Saturday, January 24, 2009

A Man for All Seasons

I just saw the movie, "Grand Torino." I cried on the way out.

Actually, I had already teared up earlier in the movie. In "Grand Torino," Clint Eastwood plays Walt Kowalski as a somewhat hardened old veteran living in a changing urban world, forced by his immigrant neighbors to confront not only long-held prejudices, but the realities of life (and death) as well.

It was something Kowalski said (or the way he said it) that choked me up. Kowalski had been reflecting a bit with a persistent young priest about "life and death." When the priest asked Kowalski about his relationships, Kowalski lamented that he had never really gotten to know his two sons. "I never talked to them much," he admitted. "I didn't know how." That was the point where things got a little misty. 

He didn't "know how?"  Kowalski, who apparently had served his country in a brutal war and witnessed unspeakable things, didn't know how to relate to his sons.

I sneaked in a quick swipe across my cheeks and chin, pretending that my face itched. Nobody noticed anyway. Furthermore, I think the guy next to me, a man about my age, was quietly sobbing too.

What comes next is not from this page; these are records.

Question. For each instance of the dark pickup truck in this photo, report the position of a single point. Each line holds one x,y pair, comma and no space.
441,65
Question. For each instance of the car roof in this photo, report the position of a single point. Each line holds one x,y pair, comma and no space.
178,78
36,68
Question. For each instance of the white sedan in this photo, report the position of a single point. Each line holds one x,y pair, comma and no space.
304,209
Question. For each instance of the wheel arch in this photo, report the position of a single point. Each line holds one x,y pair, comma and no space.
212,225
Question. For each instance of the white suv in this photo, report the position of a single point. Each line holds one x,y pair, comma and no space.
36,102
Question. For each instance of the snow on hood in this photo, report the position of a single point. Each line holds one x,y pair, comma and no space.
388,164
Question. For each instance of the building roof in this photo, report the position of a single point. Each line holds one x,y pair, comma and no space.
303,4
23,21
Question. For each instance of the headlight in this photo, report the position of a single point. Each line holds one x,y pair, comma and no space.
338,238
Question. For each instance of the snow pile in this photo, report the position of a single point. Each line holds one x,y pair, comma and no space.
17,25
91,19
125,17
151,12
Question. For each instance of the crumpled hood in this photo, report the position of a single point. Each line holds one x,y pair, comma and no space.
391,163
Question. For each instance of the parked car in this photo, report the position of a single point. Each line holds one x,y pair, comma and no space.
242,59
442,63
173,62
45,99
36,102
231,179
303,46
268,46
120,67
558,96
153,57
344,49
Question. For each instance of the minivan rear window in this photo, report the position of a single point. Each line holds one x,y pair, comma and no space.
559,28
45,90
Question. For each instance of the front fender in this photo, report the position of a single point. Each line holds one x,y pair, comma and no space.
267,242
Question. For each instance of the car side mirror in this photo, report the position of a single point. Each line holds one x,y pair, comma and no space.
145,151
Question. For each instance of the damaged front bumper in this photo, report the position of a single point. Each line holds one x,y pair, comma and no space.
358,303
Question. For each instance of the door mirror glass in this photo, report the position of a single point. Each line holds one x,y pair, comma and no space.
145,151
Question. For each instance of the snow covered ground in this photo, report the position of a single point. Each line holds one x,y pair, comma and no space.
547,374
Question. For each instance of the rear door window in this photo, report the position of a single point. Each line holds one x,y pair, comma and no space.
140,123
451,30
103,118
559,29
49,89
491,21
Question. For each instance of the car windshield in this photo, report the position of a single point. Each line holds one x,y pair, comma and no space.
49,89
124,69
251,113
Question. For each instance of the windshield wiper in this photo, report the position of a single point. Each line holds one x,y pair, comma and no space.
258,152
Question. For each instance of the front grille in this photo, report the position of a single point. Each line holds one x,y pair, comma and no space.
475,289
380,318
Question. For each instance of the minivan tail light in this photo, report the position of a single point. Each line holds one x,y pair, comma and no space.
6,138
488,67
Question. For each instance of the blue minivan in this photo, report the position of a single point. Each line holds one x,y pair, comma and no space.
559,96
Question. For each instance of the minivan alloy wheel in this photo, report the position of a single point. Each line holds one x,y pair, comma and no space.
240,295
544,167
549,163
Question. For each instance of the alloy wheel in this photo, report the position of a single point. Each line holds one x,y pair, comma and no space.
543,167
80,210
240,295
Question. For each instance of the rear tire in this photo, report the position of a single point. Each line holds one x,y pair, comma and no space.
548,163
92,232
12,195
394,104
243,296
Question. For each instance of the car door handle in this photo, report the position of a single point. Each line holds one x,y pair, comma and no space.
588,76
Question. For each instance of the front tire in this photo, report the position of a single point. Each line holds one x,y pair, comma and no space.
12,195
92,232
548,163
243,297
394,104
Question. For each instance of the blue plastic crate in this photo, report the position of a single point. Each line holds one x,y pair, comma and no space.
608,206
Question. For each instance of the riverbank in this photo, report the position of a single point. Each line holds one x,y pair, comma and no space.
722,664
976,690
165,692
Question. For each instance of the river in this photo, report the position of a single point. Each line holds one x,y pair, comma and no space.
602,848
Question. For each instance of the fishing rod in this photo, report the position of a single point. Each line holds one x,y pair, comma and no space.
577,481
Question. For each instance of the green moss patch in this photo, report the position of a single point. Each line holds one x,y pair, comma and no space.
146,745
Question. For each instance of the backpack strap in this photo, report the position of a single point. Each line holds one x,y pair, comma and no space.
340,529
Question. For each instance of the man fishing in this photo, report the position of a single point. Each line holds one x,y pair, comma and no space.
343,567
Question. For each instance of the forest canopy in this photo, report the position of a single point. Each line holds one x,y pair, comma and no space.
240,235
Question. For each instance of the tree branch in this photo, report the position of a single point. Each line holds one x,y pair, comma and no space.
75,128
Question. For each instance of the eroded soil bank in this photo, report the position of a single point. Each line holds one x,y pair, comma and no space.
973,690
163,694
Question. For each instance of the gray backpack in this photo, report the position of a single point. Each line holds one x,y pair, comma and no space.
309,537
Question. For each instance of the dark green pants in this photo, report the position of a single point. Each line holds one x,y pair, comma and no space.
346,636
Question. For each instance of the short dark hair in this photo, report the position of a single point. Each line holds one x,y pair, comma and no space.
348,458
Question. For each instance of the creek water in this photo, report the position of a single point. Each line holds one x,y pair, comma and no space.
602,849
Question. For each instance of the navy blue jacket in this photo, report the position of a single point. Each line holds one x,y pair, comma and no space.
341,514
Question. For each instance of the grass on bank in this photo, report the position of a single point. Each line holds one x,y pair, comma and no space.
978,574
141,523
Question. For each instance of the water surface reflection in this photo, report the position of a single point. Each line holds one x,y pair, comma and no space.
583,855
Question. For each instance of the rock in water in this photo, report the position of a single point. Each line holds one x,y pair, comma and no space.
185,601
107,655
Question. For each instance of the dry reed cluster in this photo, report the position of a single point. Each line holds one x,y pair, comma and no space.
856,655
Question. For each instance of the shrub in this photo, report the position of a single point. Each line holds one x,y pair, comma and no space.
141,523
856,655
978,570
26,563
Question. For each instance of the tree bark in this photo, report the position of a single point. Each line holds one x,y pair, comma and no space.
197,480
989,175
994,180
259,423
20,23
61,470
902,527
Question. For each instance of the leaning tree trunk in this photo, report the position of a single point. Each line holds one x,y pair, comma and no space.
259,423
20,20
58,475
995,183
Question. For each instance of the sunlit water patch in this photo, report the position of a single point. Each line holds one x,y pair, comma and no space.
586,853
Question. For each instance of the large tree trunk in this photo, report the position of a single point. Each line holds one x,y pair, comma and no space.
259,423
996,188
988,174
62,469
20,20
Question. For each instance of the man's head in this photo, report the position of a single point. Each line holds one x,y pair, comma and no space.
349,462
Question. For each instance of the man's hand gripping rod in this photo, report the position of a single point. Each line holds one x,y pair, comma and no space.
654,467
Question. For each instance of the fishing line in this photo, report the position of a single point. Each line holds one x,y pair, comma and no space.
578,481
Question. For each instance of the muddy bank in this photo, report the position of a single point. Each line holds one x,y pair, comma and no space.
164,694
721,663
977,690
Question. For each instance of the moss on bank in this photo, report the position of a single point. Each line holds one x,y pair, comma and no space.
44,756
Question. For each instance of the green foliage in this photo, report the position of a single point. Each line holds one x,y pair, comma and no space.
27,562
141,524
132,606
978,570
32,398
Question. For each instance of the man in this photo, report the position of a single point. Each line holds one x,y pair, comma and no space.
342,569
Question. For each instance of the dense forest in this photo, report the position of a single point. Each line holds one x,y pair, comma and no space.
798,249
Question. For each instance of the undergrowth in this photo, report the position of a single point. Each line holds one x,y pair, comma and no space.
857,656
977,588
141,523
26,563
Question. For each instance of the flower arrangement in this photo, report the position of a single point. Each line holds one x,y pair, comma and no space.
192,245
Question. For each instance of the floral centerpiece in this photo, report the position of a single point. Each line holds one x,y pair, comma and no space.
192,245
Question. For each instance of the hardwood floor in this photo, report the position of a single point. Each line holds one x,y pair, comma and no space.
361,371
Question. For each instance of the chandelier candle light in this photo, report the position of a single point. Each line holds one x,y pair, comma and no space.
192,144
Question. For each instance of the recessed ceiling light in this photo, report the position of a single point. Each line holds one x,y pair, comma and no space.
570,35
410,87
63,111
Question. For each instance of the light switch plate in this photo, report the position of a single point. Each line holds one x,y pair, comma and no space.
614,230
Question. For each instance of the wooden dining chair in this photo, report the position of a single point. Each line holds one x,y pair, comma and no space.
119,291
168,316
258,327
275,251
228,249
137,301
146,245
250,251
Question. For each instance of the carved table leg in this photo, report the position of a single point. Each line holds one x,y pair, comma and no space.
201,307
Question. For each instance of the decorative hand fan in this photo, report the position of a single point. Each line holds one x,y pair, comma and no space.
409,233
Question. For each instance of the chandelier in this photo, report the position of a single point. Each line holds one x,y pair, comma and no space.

Why was it this particular scene that bothered more than a few of us in the theater? Could it be that we realized, just then, that our rugged old fathers never knew how to relate to people, their families - and especially their sons? I always figured it was just a generational thing, like "big boys don't cry" and all that nonsense. As I sat there, I wonder if those big boys would have cried -  if they had known how.

My dad did cry sometimes, it turns out. He just refused to do so in front of his sons. After all these years, Mom tells me that there were many occasions (more toward the end) when my Dad would weep. I was blown away the first time she mentioned it. I'm troubled, even now, by the thought that perhaps my Dad, our Dads, would have cried - if they could. I think for men of that generation, crying just wasn't acceptable, no matter what the circumstances. And frankly, I think that's a tragedy. Let's face it: we probably all grew up with Dads who stuffed emotions - or at least misplaced them. 

If I had another opportunity, I'd like to have a chat with Dad. I wouldn't worry so much about seeing him cry, because frankly, that wasn't his thing. He and his peers didn't have the "tools" to do that sort of thing. Instead, I think I would rather spend more time just asking questions - and not just the same old "how 'ya feelin'" kind. I'd rather ask about the War, maybe what life was like in Korea. Or I would ask about the first car he owned. Or perhaps I'd ask him about the old dog he had as a kid. Or, maybe I'd ask what he thought the first time he met Mom, or even where they went on their first date and did he know that that Mom would be his wife?  Guys like to talk, especially when it's about wars, cars, dogs or women. And, there's nothing wrong with that. 

My hunch is that Dad would have liked those conversations. I'll bet yours would too. I hope you take the opportunity to talk - really talk - while you can. As the Class of 1975, our Dads aren't getting any younger.  Have a conversation - or, better yet, have a whole bunch of them.